In the USA, this simple dream is a shattered reality. Health care is both a necessity and luxury. Medical insurance is not insurance - one might give it the name assurance. All this insurance medicine may seem tolerable since it appears free - until you or your loved ones become desperately ill. The point is, that, at present most medical care is being paid by creative billing and creative paying. There is little relation to anything else. Even the most strong proponents of the third - party payment and involvement must realize, not only that third-parties seek gain and perhaps control for themselves; but that this gain must come from physicians and/or patients and both will be impacted. It is difficult to convey to patients some of the stresses, these very human people, called physicians undergo. The average physician works harder, under more stress, for longer and more irregular hours than most people would tolerate.

Much is said about the problem of uninsured or underinsured. It would indicate that having insurance is important, in the solution. This is simply incorrect, given the present meaning of medical (health) insurance. Not only do we have assurance instead of insurance in most cases, we have perversion of accountability. Medical insurance as it is used today is far from being the solution for health-for-all, but is a part of the problem.

Realize that the best medical care delivery system has yet to be found. For what it is worth, today the physician's morale is the lowest as compared to anytime in my 20 years in practice. Furthermore, the rift between patients and physicians has never been wider in my experience. Sometimes in an effort to solve problems we create more problems. Too many specialists or too few primary care physicians may not be a problem at all. The term primary care is as fashionable as health care reform, these days.

In this connection it is desirable to examine the role of the general practitioner whom, working as a member of a team, occupies a central position in the primary care system. (2) It sometimes limits women's access to gynecologists, who can provide more comprehensive care, during her routine annual physical examination.

Constant media pressure and demands by the patients to see a specialist often makes general practitioners or family physicians the "referral agents" or "gatekeeper." Primary care physicians are likely to over-utilize expensive technologies just like any specialist. Medicine is becoming increasingly more technical. We need specialists who are like primary care physicians in their area, well trained, so that unnecessary and expensive procedures are not done. The humanness has been squeezed out of the system. We have lost touch.

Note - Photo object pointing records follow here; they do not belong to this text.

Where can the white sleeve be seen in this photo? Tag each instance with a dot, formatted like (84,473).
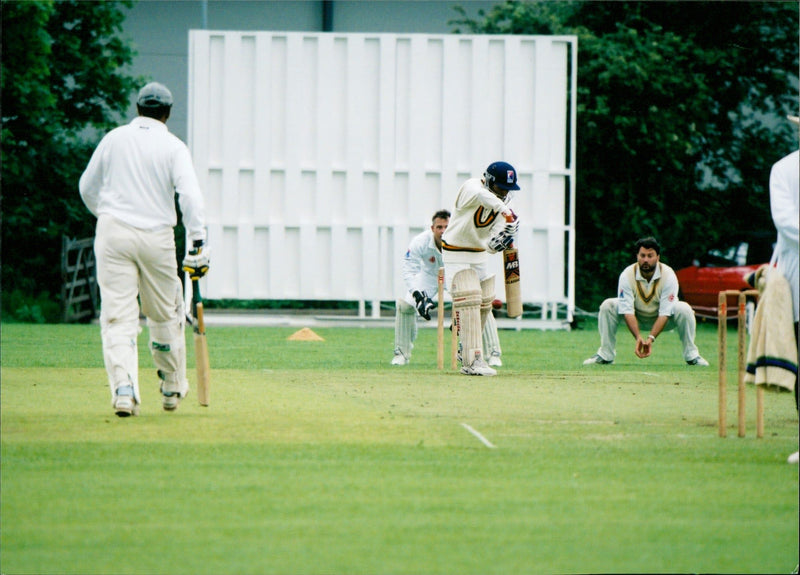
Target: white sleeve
(784,212)
(412,266)
(91,181)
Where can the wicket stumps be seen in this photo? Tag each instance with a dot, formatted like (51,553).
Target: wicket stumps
(440,330)
(722,319)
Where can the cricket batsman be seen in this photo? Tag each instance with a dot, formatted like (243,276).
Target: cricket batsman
(130,185)
(420,274)
(481,224)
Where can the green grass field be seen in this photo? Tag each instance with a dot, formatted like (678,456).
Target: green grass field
(320,457)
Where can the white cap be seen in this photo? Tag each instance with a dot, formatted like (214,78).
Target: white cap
(154,95)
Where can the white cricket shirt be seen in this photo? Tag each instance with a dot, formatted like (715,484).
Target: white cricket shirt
(134,173)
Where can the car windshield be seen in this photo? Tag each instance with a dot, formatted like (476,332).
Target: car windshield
(732,256)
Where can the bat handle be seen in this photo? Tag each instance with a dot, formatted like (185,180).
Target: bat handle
(196,297)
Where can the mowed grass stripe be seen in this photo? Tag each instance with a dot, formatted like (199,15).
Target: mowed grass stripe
(325,459)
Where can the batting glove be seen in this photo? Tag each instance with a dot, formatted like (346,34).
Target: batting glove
(196,261)
(424,304)
(501,241)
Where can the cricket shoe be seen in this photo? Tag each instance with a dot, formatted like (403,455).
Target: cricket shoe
(598,360)
(171,391)
(124,402)
(494,360)
(478,367)
(399,358)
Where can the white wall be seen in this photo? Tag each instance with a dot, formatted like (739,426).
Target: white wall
(322,154)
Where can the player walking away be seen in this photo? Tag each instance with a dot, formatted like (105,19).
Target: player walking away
(130,185)
(482,224)
(648,300)
(420,274)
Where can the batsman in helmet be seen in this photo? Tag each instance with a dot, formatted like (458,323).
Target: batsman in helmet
(481,224)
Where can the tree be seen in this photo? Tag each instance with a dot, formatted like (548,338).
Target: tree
(681,109)
(63,78)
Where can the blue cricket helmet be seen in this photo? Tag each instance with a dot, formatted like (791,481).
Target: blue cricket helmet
(501,174)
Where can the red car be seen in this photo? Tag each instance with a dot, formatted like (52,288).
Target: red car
(723,269)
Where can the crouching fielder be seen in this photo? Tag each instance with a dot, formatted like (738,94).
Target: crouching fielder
(130,185)
(481,224)
(420,274)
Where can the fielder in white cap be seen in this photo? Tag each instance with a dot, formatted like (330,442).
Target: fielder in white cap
(130,185)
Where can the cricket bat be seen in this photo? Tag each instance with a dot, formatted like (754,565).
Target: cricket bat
(511,272)
(200,346)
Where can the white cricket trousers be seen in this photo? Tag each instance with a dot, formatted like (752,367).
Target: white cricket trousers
(609,320)
(131,263)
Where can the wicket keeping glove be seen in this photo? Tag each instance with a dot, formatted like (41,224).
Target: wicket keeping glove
(196,261)
(424,304)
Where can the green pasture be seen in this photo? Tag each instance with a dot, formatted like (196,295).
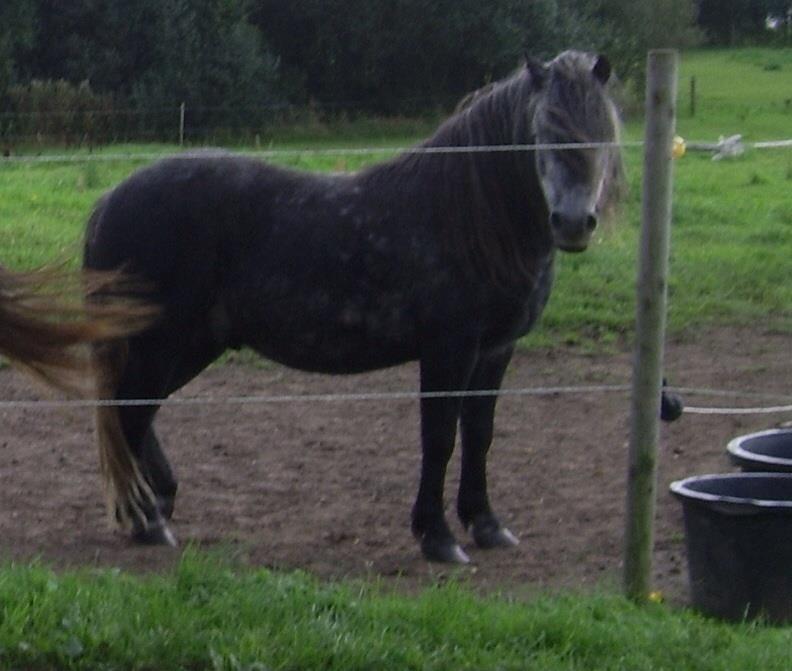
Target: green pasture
(211,615)
(731,245)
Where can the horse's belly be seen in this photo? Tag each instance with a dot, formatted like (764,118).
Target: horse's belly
(347,339)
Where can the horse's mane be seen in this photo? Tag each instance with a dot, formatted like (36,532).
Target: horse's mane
(490,205)
(44,322)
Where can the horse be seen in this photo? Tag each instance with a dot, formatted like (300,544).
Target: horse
(45,323)
(443,254)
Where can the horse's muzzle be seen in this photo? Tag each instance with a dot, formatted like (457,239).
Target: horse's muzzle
(572,233)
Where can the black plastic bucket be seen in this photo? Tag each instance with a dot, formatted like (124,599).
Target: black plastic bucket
(738,533)
(767,451)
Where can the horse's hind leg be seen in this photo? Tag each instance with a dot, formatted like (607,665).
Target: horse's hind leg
(158,472)
(144,491)
(477,422)
(443,368)
(121,431)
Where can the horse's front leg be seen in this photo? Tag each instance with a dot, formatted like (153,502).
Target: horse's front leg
(477,423)
(444,368)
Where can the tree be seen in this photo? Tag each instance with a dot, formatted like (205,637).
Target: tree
(729,21)
(17,32)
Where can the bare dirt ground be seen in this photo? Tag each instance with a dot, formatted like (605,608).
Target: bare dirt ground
(328,486)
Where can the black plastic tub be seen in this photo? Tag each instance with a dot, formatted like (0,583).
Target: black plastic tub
(767,451)
(738,533)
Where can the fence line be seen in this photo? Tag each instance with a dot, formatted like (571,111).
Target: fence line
(356,151)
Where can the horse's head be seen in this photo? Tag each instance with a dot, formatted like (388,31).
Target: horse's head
(573,107)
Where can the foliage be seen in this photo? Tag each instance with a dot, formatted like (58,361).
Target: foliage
(729,22)
(57,110)
(230,59)
(728,245)
(210,614)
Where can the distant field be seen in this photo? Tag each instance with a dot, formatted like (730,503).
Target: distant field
(731,253)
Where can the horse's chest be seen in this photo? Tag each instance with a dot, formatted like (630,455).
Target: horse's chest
(513,315)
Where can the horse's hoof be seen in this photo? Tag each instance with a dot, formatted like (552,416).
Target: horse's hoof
(166,505)
(492,535)
(155,534)
(448,553)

What will be accomplished by economically enslaving most of us to insurance companies? Socialism does not produce a classless society. It produces a controlling class and controlled class. We are seeing this in USA, and it is developing now. Physicians and the staff are busy handling bureaucratically inspired procedures and paperwork. Whoever had set out to help poor, it seemed did not understand the poor.

The Traditional Concept of medical care, wherein the patient and physician are directly accountable to each other, is the only concept that is workable in the long run. National Health Care System in USA might work, if there are three, essential elements present:

  1. Patient freedom of choice
  2. Practitioner freedom of choice
  3. A healthy enthusiasm for competitive alternatives.

Understand that there will never be financial equality. Another guiding principle is excellent scientific medical care, available to all, regardless of the ability to pay.


  1. Creese A.: Global Trends in Health Care Reform. World Health Forum, 1994, 15: 317-322
  2. Fisher J.: What Kind of General Practitioner for the Twenty -First Centaury? World Health Forum, 1996, 17: 178-180.